It looks like you're new here. If you want to get involved, click one of these buttons!
Personally, I am going to try and stick it through with the approach that 7sage has (preptests at the end). I used to try and take a preptest every week, but I felt it was useless if I had not learned and drilled ALL of the material needed. I always seemingly answered questions I had not studied and it just seemed counterintuitive.
I want which one do you think helps more and from personal experience, has helped scores increase.
Comments
I would wait until the prep course. And here's why - if you take preptests even before you finished the core curriculum, you are going to miss questions simply because you were never exposed to that concept just yet. Plus, it's during the curriculum phase where you start honing good habits and strategies.
The purpose of taking preptests should be to assess how well you know the material in timed conditions while using good strategies. But if you don't know what you don't know, as well as having bad habits, then why take it anyways?
Finish the curriculum and start going hard on PT's then. The LSAT is a journey, not a sprint. Take the time now to form good habits and learn well. You will do better on PT's then.
I never finished the core curriculum. JY himself said you are not "supposed" to finish it but rather come back to it when you struggle with a specific question. If you have a ton of time (1 year+) I would say nothing is wrong with your approach. But, if you have less than a year I would say take a test at least bi-weekly (take the prep tests under 30, the older ones are good for stamina building and LG). I think building stamina and timing skills takes a long time so starting earlier isn't bad. Just don't take prep test 40+ before you finish whatever theory it is you are working on/reading/learning.

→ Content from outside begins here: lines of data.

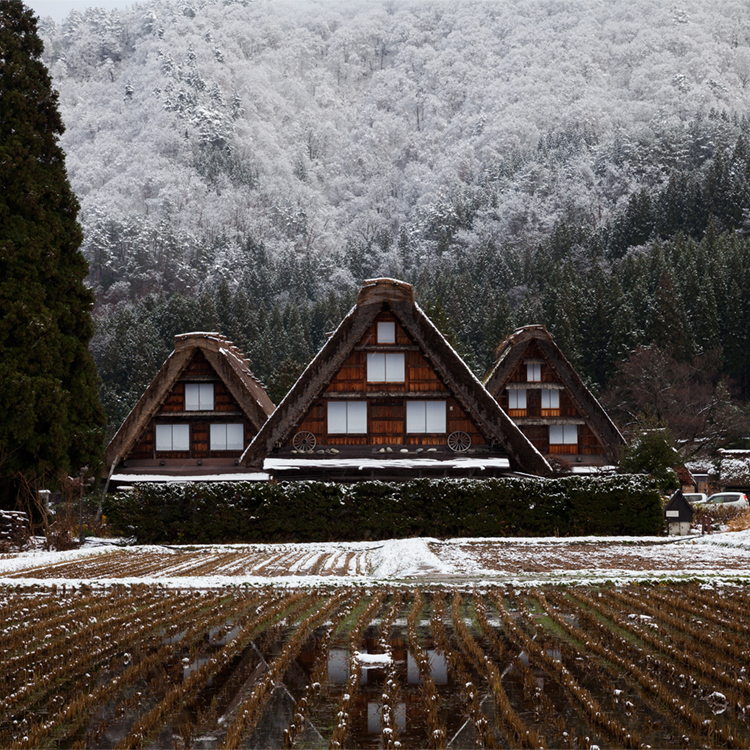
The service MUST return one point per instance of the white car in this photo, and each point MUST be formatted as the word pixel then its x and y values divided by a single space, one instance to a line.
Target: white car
pixel 727 500
pixel 695 498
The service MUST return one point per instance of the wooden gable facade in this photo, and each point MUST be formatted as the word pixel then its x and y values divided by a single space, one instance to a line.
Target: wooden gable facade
pixel 388 387
pixel 198 415
pixel 541 392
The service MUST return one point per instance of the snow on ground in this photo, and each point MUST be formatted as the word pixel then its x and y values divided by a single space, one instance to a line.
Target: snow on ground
pixel 721 557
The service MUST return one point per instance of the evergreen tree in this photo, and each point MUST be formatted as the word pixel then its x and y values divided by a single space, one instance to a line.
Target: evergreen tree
pixel 52 417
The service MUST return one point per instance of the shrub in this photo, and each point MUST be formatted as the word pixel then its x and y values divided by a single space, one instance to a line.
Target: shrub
pixel 205 512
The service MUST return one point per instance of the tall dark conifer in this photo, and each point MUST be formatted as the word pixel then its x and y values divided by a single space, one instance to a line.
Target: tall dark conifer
pixel 51 416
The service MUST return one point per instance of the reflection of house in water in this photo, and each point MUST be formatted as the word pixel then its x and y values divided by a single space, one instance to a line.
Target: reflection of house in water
pixel 438 669
pixel 375 717
pixel 338 665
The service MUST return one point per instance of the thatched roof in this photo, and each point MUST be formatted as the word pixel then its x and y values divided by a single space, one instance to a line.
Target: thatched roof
pixel 397 297
pixel 513 350
pixel 230 365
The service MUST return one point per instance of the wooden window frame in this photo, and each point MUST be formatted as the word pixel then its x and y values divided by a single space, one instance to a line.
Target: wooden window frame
pixel 201 388
pixel 225 425
pixel 172 449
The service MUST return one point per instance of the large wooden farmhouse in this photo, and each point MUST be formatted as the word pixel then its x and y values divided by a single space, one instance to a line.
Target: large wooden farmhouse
pixel 196 418
pixel 542 393
pixel 388 397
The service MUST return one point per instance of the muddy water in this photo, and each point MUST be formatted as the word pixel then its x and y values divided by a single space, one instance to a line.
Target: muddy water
pixel 366 715
pixel 538 699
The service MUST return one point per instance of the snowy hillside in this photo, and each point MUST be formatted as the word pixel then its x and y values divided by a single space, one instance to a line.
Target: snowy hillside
pixel 192 126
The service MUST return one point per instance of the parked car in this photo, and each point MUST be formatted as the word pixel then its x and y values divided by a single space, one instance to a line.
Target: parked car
pixel 695 498
pixel 726 500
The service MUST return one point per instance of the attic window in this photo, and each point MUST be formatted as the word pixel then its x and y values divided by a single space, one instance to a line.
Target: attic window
pixel 172 437
pixel 386 367
pixel 517 402
pixel 199 397
pixel 227 437
pixel 563 438
pixel 550 402
pixel 425 416
pixel 386 332
pixel 347 417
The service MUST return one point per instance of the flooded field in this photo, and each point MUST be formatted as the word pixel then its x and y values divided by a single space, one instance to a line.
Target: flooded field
pixel 144 666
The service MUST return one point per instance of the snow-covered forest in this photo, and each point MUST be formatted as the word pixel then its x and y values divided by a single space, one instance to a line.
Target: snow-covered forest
pixel 243 164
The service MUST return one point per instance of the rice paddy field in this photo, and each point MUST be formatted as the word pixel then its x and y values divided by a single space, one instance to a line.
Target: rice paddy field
pixel 410 644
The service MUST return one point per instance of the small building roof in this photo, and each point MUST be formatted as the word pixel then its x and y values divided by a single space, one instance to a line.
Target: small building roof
pixel 678 508
pixel 230 365
pixel 397 297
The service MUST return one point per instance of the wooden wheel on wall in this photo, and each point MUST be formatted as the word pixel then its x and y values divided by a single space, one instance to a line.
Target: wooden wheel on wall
pixel 304 441
pixel 459 441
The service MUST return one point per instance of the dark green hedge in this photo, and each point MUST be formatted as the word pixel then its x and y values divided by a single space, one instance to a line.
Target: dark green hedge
pixel 315 511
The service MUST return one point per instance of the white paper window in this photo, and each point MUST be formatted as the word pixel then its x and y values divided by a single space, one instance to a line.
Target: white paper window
pixel 425 416
pixel 199 397
pixel 563 434
pixel 386 332
pixel 227 437
pixel 386 367
pixel 550 398
pixel 517 398
pixel 172 437
pixel 347 417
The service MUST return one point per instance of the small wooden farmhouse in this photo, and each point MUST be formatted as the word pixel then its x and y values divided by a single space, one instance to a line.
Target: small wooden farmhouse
pixel 541 392
pixel 198 415
pixel 387 397
pixel 678 514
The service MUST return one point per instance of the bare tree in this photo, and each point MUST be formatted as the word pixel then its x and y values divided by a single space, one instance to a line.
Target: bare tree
pixel 689 398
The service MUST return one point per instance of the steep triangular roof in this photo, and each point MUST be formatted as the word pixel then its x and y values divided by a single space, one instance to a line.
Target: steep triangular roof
pixel 397 297
pixel 230 365
pixel 513 350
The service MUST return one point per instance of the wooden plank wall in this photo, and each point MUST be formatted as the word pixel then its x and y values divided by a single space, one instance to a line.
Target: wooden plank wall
pixel 386 413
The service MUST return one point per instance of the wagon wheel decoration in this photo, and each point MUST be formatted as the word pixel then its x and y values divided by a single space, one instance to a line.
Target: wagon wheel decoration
pixel 304 441
pixel 459 441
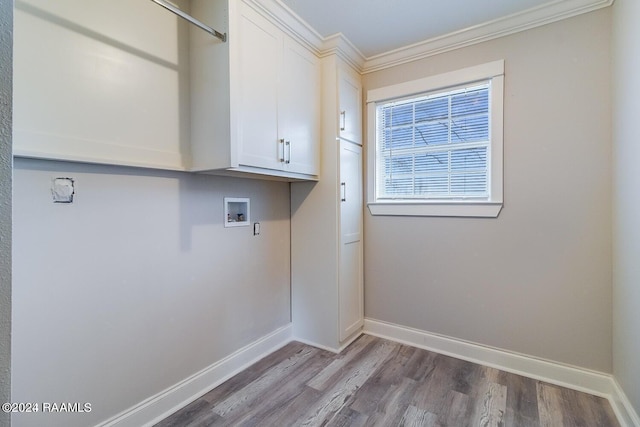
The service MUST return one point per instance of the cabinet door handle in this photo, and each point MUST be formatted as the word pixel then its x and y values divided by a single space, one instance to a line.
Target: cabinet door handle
pixel 288 144
pixel 281 150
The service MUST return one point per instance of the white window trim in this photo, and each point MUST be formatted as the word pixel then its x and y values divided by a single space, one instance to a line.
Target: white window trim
pixel 488 208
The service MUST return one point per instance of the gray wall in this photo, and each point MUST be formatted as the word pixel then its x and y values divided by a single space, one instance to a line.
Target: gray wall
pixel 536 280
pixel 137 285
pixel 626 200
pixel 6 69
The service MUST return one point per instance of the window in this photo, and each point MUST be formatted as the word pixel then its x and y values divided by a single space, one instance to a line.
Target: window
pixel 438 145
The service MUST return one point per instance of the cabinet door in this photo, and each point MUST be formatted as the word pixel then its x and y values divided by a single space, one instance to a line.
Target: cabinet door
pixel 260 50
pixel 350 94
pixel 299 108
pixel 351 281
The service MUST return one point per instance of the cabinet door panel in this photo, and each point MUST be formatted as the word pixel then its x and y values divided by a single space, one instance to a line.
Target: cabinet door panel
pixel 259 59
pixel 350 192
pixel 351 292
pixel 299 108
pixel 350 93
pixel 351 295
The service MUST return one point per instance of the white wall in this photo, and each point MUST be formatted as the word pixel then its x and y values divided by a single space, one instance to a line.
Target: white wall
pixel 137 285
pixel 626 200
pixel 536 280
pixel 6 62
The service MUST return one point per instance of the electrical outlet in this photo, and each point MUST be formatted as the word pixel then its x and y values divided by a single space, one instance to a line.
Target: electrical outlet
pixel 62 190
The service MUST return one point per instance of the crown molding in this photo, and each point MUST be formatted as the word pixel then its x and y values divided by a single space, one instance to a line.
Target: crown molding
pixel 338 44
pixel 285 18
pixel 531 18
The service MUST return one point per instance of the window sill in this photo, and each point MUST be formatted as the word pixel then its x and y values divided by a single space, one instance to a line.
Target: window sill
pixel 442 209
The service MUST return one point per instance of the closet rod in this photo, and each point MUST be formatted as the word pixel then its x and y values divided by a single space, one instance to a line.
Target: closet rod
pixel 194 21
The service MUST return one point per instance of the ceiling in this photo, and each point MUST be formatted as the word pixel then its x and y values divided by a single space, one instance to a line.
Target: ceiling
pixel 379 26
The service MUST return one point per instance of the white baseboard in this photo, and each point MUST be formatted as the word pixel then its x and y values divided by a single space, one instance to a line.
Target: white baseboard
pixel 165 403
pixel 596 383
pixel 335 350
pixel 627 416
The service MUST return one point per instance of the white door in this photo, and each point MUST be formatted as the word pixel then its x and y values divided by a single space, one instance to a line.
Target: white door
pixel 351 281
pixel 350 94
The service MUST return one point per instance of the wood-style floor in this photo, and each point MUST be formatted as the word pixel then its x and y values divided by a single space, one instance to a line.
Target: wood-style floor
pixel 376 382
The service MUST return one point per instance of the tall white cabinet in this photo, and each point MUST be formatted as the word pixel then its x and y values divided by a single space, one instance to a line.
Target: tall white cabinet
pixel 326 221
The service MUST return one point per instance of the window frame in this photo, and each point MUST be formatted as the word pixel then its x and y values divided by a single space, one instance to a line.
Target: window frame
pixel 474 207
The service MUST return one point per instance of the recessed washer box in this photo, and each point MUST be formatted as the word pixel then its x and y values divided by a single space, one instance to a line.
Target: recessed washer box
pixel 237 211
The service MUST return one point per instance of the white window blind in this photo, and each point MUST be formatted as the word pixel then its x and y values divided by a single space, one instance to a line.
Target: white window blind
pixel 435 146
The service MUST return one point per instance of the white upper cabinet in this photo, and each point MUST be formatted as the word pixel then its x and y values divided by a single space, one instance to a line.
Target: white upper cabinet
pixel 269 85
pixel 350 96
pixel 91 85
pixel 299 109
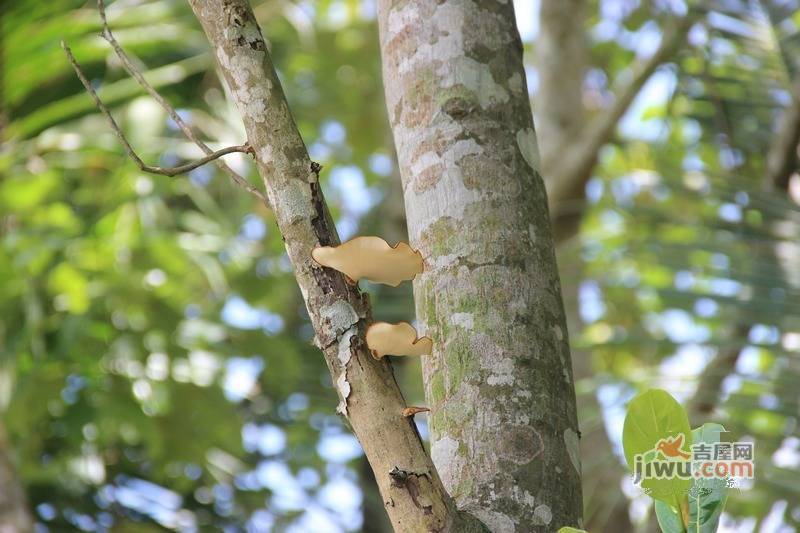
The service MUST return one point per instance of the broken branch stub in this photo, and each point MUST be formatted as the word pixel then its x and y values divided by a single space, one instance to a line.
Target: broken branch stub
pixel 371 258
pixel 396 339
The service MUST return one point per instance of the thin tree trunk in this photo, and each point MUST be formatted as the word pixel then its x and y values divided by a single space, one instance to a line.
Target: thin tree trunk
pixel 503 424
pixel 371 401
pixel 14 515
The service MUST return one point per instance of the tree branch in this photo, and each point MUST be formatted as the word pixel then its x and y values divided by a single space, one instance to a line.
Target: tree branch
pixel 782 156
pixel 567 180
pixel 370 398
pixel 165 171
pixel 137 75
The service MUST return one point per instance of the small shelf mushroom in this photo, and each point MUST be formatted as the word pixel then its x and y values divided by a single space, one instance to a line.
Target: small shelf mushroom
pixel 396 339
pixel 371 258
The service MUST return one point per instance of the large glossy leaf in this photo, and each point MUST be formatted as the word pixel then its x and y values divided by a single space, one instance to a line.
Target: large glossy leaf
pixel 652 416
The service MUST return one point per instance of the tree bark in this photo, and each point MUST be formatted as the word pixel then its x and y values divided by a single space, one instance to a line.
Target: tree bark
pixel 371 401
pixel 503 423
pixel 14 515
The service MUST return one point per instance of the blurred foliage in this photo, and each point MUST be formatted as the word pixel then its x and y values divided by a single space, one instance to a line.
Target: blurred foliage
pixel 690 258
pixel 156 369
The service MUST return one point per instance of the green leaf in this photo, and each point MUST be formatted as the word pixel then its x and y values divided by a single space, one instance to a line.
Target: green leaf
pixel 652 416
pixel 707 497
pixel 669 519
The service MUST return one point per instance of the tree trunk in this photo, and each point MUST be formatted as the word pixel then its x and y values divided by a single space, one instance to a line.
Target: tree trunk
pixel 14 515
pixel 371 401
pixel 504 430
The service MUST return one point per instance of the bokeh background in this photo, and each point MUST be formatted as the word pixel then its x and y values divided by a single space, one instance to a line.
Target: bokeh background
pixel 156 366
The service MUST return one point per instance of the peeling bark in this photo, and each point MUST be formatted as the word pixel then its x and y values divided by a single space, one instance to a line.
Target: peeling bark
pixel 369 396
pixel 14 515
pixel 499 383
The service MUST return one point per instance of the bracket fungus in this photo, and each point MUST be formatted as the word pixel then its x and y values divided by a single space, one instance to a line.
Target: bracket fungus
pixel 371 258
pixel 396 339
pixel 408 412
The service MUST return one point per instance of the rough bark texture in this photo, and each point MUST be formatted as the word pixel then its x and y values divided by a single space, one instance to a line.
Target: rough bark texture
pixel 14 515
pixel 503 424
pixel 370 399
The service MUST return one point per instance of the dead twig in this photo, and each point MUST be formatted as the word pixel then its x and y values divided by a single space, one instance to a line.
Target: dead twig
pixel 166 171
pixel 137 75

I waited until the end of the prep course. I should qualify that I didn't do each and every problem set, but I did watch most of the core curriculum videos on how to approach certain question types and sections. I personally wanted a strong grasp of the basics before I started tackling actual practice tests.
Thanks everyone. I too like the approach of taking my preptests after the course or once I have a grasp on concepts. Seems way more reasonable and hopefully doing things this way should increase my score.